Le SRC juge pourtant que la menace terroriste demeure élevée depuis 2015. D’autres pays constituent des cibles prioritaires, mais les intérêts de ces Etats, particulièrement ceux qui jouent un rôle prépondérant dans la lutte contre le djihadisme, pourraient aussi être visés sur le territoire helvétique.
«Un pays où l’on se sent bien plus sûr que dans n’importe quelle ville américaine»
HENRY MULLER, BINATIONAL
L’alerte fait froid dans le dos. Elle émane du Département d’Etat et chaque citoyen américain résidant en Suisse inscrit auprès des services de l’ambassade des Etats-Unis à Berne l’a reçue par courrier électronique. «Pendant la période des Fêtes, dit le texte, les mesures de sécurité au Liechtenstein et en Suisse restent renforcées en raison des menaces persistantes d’organisations terroristes transnationales et d’individus inspirés par l’idéologie extrémiste dans toute l’Europe. Les extrémistes continuent de se concentrer sur les lieux touristiques, les centres commerciaux, les aéroports, les clubs, les restaurants, les lieux de culte, les carrefours de transport et d’autres cibles faciles d’accès fréquentées par les Occidentaux.»
Après cette introduction choc, un paragraphe invite le lecteur à faire «preuve d’une vigilance accrue lors des festivals et des événements du temps des Fêtes, des lieux de culte et des lieux accueillant de nombreuses foules».
«Alarmiste, voire insultant»
Le sang de Henry Muller n’a fait qu’un tour en lisant ces lignes. Binational habitant dans le canton de Vaud, il les a trouvées «ridiculement alarmistes, voire insultantes vis-à-vis d’un pays ou l’on se sent bien plus sûr que dans n’importe quelle ville américaine».
Les Américains savent-ils quelque chose que les autorités helvétiques ignorent? Des renseignements leur sont-ils parvenus qui peuvent faire penser que le territoire helvétique serait la cible d’une attaque imminente, menée par exemple par des djihadistes? L’ambassade des Etats-Unis minimise la portée de ce message, dont l’envoi obéirait à une sorte de routine de fin d’année: «Ces alertes sont publiées en conjonction avec les avis aux voyageurs émis par le Département d’Etat des ÉtatsUnis pour tous les pays, y compris la Suisse. Le niveau d’alerte actuel pour la Suisse est le niveau 1, qui demande aux personnes de «prendre les précautions habituelles». L’alerte que vous mentionnez […] rappelle aux individus de rester vigilants pendant les vacances de saison à la lumière des récentes attaques en Europe.»

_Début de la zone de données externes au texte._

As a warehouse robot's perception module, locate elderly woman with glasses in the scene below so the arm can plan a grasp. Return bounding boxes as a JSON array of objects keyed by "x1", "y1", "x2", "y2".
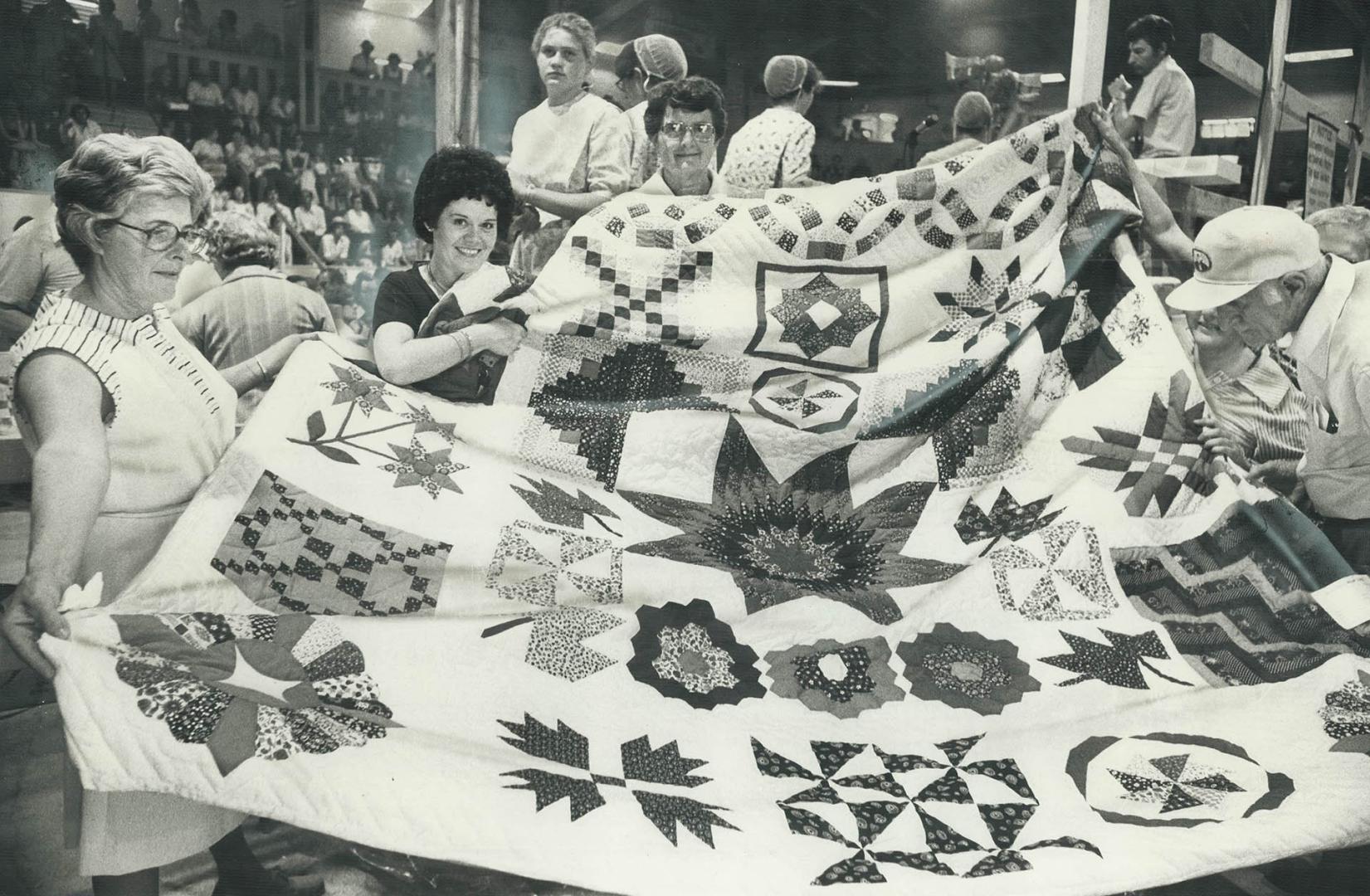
[
  {"x1": 637, "y1": 78, "x2": 728, "y2": 196},
  {"x1": 509, "y1": 12, "x2": 629, "y2": 277},
  {"x1": 0, "y1": 134, "x2": 320, "y2": 896}
]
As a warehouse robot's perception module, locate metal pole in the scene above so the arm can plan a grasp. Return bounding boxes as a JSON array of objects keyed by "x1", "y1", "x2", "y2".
[
  {"x1": 461, "y1": 0, "x2": 481, "y2": 147},
  {"x1": 1341, "y1": 45, "x2": 1370, "y2": 206},
  {"x1": 433, "y1": 0, "x2": 466, "y2": 149},
  {"x1": 1065, "y1": 0, "x2": 1109, "y2": 108},
  {"x1": 1251, "y1": 0, "x2": 1294, "y2": 206}
]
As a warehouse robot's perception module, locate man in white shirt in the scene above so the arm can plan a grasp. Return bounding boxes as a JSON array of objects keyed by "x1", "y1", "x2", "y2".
[
  {"x1": 1166, "y1": 206, "x2": 1370, "y2": 574},
  {"x1": 319, "y1": 215, "x2": 352, "y2": 265},
  {"x1": 1309, "y1": 206, "x2": 1370, "y2": 265},
  {"x1": 295, "y1": 191, "x2": 329, "y2": 251},
  {"x1": 614, "y1": 34, "x2": 690, "y2": 189},
  {"x1": 256, "y1": 187, "x2": 290, "y2": 227},
  {"x1": 637, "y1": 78, "x2": 728, "y2": 196},
  {"x1": 1109, "y1": 15, "x2": 1196, "y2": 159},
  {"x1": 918, "y1": 90, "x2": 995, "y2": 166}
]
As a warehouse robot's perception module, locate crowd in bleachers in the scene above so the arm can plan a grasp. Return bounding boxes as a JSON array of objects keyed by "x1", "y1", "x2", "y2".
[
  {"x1": 0, "y1": 0, "x2": 436, "y2": 332},
  {"x1": 0, "y1": 8, "x2": 1370, "y2": 896}
]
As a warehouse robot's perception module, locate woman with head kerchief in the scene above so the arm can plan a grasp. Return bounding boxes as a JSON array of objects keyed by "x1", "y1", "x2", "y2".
[
  {"x1": 614, "y1": 34, "x2": 690, "y2": 189},
  {"x1": 722, "y1": 56, "x2": 823, "y2": 196},
  {"x1": 0, "y1": 134, "x2": 321, "y2": 896},
  {"x1": 371, "y1": 147, "x2": 524, "y2": 402},
  {"x1": 637, "y1": 78, "x2": 728, "y2": 196},
  {"x1": 509, "y1": 12, "x2": 629, "y2": 275}
]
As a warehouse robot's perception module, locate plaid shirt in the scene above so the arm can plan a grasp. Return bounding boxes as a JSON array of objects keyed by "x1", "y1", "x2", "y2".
[{"x1": 1204, "y1": 349, "x2": 1309, "y2": 463}]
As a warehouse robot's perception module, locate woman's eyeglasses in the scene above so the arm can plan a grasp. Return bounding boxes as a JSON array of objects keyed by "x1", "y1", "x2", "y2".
[
  {"x1": 110, "y1": 221, "x2": 208, "y2": 252},
  {"x1": 661, "y1": 122, "x2": 715, "y2": 139}
]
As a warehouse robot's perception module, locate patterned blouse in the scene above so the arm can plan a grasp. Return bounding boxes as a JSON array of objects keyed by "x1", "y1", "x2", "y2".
[
  {"x1": 722, "y1": 107, "x2": 815, "y2": 196},
  {"x1": 10, "y1": 292, "x2": 237, "y2": 514}
]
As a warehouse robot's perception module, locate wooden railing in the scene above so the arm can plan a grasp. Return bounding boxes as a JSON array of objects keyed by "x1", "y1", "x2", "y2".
[
  {"x1": 143, "y1": 40, "x2": 299, "y2": 111},
  {"x1": 316, "y1": 66, "x2": 433, "y2": 130}
]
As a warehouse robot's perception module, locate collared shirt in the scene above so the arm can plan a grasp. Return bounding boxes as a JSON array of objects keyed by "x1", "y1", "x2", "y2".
[
  {"x1": 0, "y1": 215, "x2": 80, "y2": 343},
  {"x1": 1196, "y1": 349, "x2": 1309, "y2": 463},
  {"x1": 634, "y1": 171, "x2": 729, "y2": 196},
  {"x1": 1290, "y1": 251, "x2": 1370, "y2": 519},
  {"x1": 1128, "y1": 55, "x2": 1196, "y2": 159},
  {"x1": 171, "y1": 265, "x2": 337, "y2": 423},
  {"x1": 720, "y1": 107, "x2": 815, "y2": 196}
]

En Suisse, l’évaluation de la situation de la menace au niveau fédéral est de la compétence du Service de renseignement de la Confédération (SRC). Ce dernier juge que la menace terroriste reste élevée en Suisse. C’est le cas depuis novembre 2015. Et rien ne permet d’affirmer que la situation a récemment évolué défavorablement. «Selon l’appréciation du SRC fondée sur la propagande djihadiste ainsi que sur les attaques réussies ou déjouées, d’autres pays constituent […] des cibles prioritaires», précise la dernière évaluation en date, qui souligne tout de même que «les intérêts d’autres Etats considérés comme opposés à l’islam par les djihadistes ou jouant un rôle prépondérant dans la lutte contre le djihadisme sur la scène internationale pourraient […] être la cible d’attaques sur le territoire suisse».
Les Américains savent-ils quelque chose que les autorités helvétiques ignorent?

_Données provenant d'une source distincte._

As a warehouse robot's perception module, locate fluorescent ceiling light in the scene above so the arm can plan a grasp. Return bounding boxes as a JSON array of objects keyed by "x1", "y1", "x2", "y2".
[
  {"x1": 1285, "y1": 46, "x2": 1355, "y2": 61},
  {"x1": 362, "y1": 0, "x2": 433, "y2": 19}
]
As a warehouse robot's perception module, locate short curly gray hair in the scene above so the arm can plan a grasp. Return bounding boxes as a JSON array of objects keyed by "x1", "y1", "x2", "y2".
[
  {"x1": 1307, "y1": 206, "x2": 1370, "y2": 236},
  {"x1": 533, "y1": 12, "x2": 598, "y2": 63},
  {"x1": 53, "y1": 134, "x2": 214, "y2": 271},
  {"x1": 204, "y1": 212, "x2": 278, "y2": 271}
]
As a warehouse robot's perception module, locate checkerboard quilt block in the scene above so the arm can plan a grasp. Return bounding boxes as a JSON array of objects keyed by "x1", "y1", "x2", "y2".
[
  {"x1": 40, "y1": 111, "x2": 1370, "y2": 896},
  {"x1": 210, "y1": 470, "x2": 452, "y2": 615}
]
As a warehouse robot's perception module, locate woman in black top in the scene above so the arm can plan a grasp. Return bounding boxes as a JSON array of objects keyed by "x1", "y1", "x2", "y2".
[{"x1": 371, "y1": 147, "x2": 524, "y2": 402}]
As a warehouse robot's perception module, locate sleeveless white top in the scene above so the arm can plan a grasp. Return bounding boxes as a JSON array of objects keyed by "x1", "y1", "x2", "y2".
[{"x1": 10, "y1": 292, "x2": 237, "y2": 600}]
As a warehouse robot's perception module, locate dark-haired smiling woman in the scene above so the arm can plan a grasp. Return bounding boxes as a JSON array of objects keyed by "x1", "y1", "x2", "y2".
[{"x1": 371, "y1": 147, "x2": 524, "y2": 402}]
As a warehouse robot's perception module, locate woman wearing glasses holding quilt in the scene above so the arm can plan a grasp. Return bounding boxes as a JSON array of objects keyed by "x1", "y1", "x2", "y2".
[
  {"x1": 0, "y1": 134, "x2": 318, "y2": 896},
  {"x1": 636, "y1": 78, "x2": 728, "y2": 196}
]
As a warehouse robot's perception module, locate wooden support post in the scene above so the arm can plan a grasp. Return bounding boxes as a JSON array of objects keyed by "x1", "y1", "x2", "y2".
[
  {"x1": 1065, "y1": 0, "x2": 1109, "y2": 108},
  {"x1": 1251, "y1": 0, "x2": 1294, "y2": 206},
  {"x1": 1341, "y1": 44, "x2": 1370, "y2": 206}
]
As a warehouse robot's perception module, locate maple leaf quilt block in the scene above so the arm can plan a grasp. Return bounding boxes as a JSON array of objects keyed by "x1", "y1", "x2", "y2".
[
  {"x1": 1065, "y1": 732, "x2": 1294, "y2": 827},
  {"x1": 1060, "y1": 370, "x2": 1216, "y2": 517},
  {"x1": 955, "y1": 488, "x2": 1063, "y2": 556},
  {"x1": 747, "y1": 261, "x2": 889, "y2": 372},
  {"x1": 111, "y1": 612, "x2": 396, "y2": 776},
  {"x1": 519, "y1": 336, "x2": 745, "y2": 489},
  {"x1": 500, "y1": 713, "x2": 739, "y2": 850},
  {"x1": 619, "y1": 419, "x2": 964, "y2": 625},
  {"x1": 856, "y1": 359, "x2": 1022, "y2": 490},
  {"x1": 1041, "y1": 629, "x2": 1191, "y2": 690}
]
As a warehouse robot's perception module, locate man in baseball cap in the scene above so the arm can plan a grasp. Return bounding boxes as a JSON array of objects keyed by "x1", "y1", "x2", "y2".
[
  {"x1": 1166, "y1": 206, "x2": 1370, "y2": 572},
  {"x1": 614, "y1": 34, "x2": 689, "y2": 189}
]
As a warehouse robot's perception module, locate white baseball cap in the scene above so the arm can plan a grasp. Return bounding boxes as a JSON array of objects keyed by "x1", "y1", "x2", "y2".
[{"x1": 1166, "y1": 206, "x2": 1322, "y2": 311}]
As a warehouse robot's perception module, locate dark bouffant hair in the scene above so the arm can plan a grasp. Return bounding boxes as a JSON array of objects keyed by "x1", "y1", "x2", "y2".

Cet avertissement surprenant gêne-t-il les diplomates du Département fédéral des affaires étrangères? Quelle appréciation politique fait-il de cette prose anxiogène émanant d’un pays ami? Officiellement, aucune. Son porte-parole renvoie à la fiche d’analyse du SRC sans faire plus de commentaires.

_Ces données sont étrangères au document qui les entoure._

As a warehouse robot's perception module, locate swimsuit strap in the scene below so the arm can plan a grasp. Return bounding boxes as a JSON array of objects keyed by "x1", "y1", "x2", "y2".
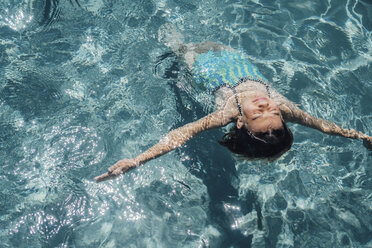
[
  {"x1": 229, "y1": 86, "x2": 243, "y2": 116},
  {"x1": 226, "y1": 77, "x2": 271, "y2": 116}
]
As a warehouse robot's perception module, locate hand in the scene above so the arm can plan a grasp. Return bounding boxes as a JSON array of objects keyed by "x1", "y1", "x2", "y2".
[
  {"x1": 94, "y1": 159, "x2": 138, "y2": 183},
  {"x1": 363, "y1": 137, "x2": 372, "y2": 151}
]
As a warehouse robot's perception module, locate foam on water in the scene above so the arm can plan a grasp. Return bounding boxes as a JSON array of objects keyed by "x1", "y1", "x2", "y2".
[{"x1": 0, "y1": 0, "x2": 372, "y2": 248}]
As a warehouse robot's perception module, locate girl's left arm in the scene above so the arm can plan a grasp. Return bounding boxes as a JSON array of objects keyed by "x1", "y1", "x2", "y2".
[{"x1": 279, "y1": 102, "x2": 372, "y2": 149}]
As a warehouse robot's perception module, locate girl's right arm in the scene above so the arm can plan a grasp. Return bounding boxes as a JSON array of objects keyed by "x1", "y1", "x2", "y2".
[{"x1": 94, "y1": 111, "x2": 231, "y2": 182}]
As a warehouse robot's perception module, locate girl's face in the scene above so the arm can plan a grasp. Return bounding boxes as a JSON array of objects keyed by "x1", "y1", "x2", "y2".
[{"x1": 237, "y1": 93, "x2": 283, "y2": 134}]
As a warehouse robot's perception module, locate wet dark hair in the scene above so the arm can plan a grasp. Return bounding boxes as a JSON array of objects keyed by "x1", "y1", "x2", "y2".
[{"x1": 218, "y1": 122, "x2": 293, "y2": 159}]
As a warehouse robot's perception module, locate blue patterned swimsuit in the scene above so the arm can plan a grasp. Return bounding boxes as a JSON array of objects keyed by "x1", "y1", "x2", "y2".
[{"x1": 192, "y1": 50, "x2": 268, "y2": 93}]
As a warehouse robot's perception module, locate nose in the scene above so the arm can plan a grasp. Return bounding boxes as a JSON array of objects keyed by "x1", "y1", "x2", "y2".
[{"x1": 258, "y1": 100, "x2": 269, "y2": 108}]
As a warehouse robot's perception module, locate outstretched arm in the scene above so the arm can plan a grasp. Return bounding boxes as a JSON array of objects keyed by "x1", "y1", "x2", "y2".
[
  {"x1": 94, "y1": 111, "x2": 231, "y2": 182},
  {"x1": 280, "y1": 103, "x2": 372, "y2": 145}
]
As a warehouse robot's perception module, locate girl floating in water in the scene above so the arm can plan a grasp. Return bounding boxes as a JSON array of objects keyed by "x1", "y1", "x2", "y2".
[{"x1": 95, "y1": 26, "x2": 372, "y2": 181}]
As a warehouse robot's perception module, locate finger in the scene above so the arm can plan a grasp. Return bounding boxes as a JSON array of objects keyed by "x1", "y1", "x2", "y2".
[{"x1": 94, "y1": 172, "x2": 116, "y2": 183}]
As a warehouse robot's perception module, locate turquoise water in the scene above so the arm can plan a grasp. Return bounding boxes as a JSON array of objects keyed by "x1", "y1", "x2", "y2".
[{"x1": 0, "y1": 0, "x2": 372, "y2": 248}]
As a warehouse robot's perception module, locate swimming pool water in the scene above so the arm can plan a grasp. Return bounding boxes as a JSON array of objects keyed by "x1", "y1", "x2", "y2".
[{"x1": 0, "y1": 0, "x2": 372, "y2": 248}]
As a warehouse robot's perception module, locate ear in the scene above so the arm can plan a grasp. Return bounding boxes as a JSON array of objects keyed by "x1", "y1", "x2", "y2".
[{"x1": 236, "y1": 116, "x2": 244, "y2": 129}]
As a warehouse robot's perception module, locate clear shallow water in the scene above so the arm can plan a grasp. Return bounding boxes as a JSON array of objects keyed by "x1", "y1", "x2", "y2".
[{"x1": 0, "y1": 0, "x2": 372, "y2": 247}]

«Ce que je trouve choquant, c’est que, n’ayant aucune information à ce sujet, le Département d’Etat des Etats-Unis décrit la Suisse comme un nid de terroristes, le danger se cachant derrière toutes les célébrations de vacances, reprend Henry Muller. Nous qui vivons ici savons que ce n’est pas le cas, mais si j’étais un nouveau venu lisant ce message, j’aurais peur de sortir pendant les vacances de Noël.»